Possibly related to: https://github.com/kubernetes/kubernetes/issues/74551
romilbhardwaj commented 11 months ago

After more investigation:

  1. SSHing into a GCP Cluster also fails with 15 parallel SSH (run_command_in_parallel(['ssh','gcpclus','echo hi'], 15, 15)), so perhaps having this work for 10 is a safe baseline.
  2. Tried randomizing the local_port, didn't help.
  3. Tried updating the trap command to first check if process exists before killing, did not help.
  4. Digging deeper, it appears kubectl port-forward sometimes closes the connection and exits when it shouldn't.
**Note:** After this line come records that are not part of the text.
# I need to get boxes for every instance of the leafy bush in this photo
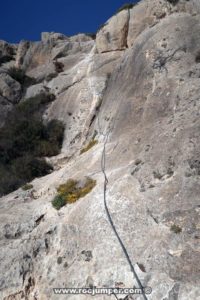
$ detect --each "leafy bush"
[170,224,182,234]
[53,60,64,73]
[86,32,96,40]
[52,195,66,210]
[52,177,96,209]
[8,67,36,88]
[195,51,200,64]
[117,3,135,13]
[22,183,33,191]
[80,139,98,154]
[0,95,64,196]
[167,0,179,5]
[0,55,13,66]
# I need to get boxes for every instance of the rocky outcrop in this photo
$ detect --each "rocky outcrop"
[0,0,200,300]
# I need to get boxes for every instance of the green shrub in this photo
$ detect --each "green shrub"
[170,224,182,234]
[22,183,33,191]
[53,60,64,73]
[52,195,66,210]
[86,32,96,40]
[117,3,136,13]
[0,55,13,66]
[167,0,179,5]
[80,139,98,154]
[8,67,36,88]
[0,95,64,196]
[52,177,96,209]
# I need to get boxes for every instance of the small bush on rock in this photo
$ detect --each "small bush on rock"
[170,224,182,234]
[117,3,135,13]
[167,0,179,5]
[22,183,33,191]
[52,177,96,209]
[0,95,64,196]
[80,139,98,154]
[8,67,36,88]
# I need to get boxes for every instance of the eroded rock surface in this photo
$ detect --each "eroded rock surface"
[0,0,200,300]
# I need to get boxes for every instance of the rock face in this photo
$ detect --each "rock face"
[0,0,200,300]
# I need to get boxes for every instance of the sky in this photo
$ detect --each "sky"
[0,0,138,43]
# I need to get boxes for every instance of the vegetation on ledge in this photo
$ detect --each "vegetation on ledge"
[80,139,98,154]
[52,177,96,210]
[0,94,64,196]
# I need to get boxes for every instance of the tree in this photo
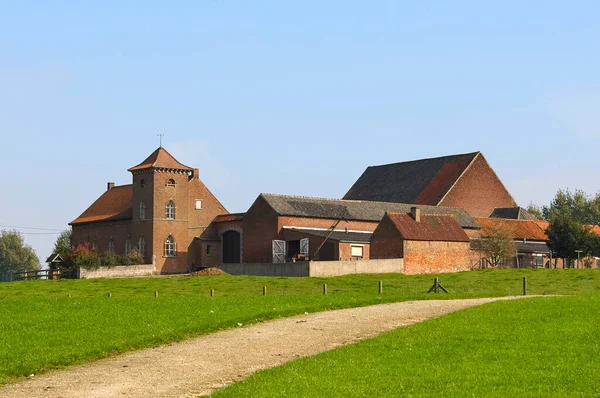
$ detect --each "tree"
[0,231,40,273]
[54,228,73,260]
[475,223,517,267]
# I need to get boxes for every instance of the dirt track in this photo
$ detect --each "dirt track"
[0,297,528,398]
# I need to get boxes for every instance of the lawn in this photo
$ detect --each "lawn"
[214,294,600,398]
[0,270,600,383]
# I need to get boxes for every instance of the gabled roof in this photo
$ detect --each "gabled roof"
[128,147,193,171]
[69,184,133,225]
[286,228,373,243]
[489,206,536,220]
[259,194,480,228]
[385,213,471,242]
[475,218,548,242]
[344,152,480,205]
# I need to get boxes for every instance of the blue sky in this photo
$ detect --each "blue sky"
[0,0,600,260]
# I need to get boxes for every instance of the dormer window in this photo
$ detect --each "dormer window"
[165,200,175,220]
[140,202,146,220]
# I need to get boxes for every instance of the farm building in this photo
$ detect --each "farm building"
[371,207,471,274]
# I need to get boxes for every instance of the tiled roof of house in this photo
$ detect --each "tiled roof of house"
[475,218,548,241]
[344,152,480,205]
[69,184,133,225]
[260,194,480,228]
[289,228,373,243]
[490,206,536,220]
[213,213,246,222]
[128,147,193,171]
[387,213,471,242]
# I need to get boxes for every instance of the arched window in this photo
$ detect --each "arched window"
[165,200,175,220]
[140,202,146,220]
[138,236,146,257]
[165,235,177,257]
[125,238,133,256]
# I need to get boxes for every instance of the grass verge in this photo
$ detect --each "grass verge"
[0,270,600,384]
[213,294,600,398]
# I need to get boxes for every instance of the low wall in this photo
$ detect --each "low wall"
[79,264,156,279]
[219,258,404,277]
[309,258,404,276]
[219,261,309,276]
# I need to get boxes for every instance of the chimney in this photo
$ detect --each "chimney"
[410,207,421,222]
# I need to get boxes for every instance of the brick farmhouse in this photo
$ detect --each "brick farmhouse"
[70,147,576,273]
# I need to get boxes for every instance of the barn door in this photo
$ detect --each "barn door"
[273,240,285,263]
[300,238,308,257]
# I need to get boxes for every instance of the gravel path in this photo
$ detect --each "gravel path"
[0,297,528,398]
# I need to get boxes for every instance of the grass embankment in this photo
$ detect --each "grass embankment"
[214,294,600,398]
[0,270,600,383]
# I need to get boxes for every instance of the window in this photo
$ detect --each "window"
[350,246,363,258]
[138,236,146,257]
[125,238,133,256]
[165,200,175,220]
[140,202,146,220]
[165,235,177,257]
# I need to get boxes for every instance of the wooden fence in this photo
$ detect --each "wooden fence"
[0,269,78,282]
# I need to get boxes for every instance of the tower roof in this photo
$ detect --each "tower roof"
[128,147,193,171]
This looks related to https://github.com/kubernetes/kubectl/issues/1169:
(base) ➜  ~ kubectl port-forward svc/sky-ssh-jump-2ea485ef :22
Forwarding from 127.0.0.1:63789 -> 22
Forwarding from [::1]:63789 -> 22
Handling connection for 63789

# ... sent a SSH banner request with `echo -e "\n" | nc localhost 63789`, got SSH-2.0-OpenSSH_8.4p1 Debian-5+deb11u1 Invalid SSH identification string.
# But kubectl port-forward exited, though it shouldn't have:

E0929 15:36:37.002483    5513 portforward.go:409] an error occurred forwarding 63789 -> 22: error forwarding port 22 to pod 972148c003a81da72166efb29c50940fe0f1bd77aaa2a5a7e199fc20a7689899, uid : failed to execute portforward in network namespace "/var/run/netns/cni-8dafb022-a4da-6422-2e16-5ad83082f201": read tcp4 127.0.0.1:49948->127.0.0.1:22: read: connection reset by peer
error: lost connection to pod
  1. Curiously, adding a randomized sleep after running kubectl port-forward works.